There are many causes of foot and ankle pain, both biomechanical and due to injury. The pain may build up over time until it becomes a barrier to running and exercising, or it may begin after a sharp sprain to the ankle. Either way, generally speaking, the foot and lower leg musculature will benefit from stretching and strengthening.
Here are some very easy exercises that when performed consistently, will contribute to stronger foot and ankle strenght, and better running mechanics.

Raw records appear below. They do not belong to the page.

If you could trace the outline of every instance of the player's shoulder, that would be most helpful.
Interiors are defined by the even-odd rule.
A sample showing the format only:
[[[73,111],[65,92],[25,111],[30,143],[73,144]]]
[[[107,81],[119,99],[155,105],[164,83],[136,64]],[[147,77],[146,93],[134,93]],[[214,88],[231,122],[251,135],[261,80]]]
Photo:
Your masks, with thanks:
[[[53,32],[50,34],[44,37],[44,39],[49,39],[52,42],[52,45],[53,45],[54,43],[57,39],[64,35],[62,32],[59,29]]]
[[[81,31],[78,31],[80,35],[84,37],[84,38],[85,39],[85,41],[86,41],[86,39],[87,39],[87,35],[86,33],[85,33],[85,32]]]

Sit in a chair with feet planted on a towel over a hard surface. Scrunch toes in and hold for 5 seconds. Releax and repeat 10x, perform 3 sets per day.
Heel Raise, Turned In
Standing with your feet shoulder width apart, turn your feet and knees in from the hip so that toes point inwards. Raise up onto the balls of your feet then lower down with control. Perform 10 repetitions for 3 sets.
Heel Raise in Parallel
Stand with feet shoulder wideth apart, feet pointed forward, and raise up onto the balls of your feet. Repeat 10x for 3 sets.
Heel Raise Turned Out
Stand with feet shoulder width apart, and turn feet and knees out from the hip. Raise up onto the balls of your feet, then lower back down with control. Repeat 10x for 3 sets.
Extend your leg straight out in front of you, and draw the ball of your foot in towards the ceiling using a towel. Hold for 30 seconds, and repeat for 3 sets on each leg.
If foot or ankle pain persists, be sure to see a physical therapist who will identify areas needing to be addressed, and utilize various techniques to restore optimal function throughout the leg.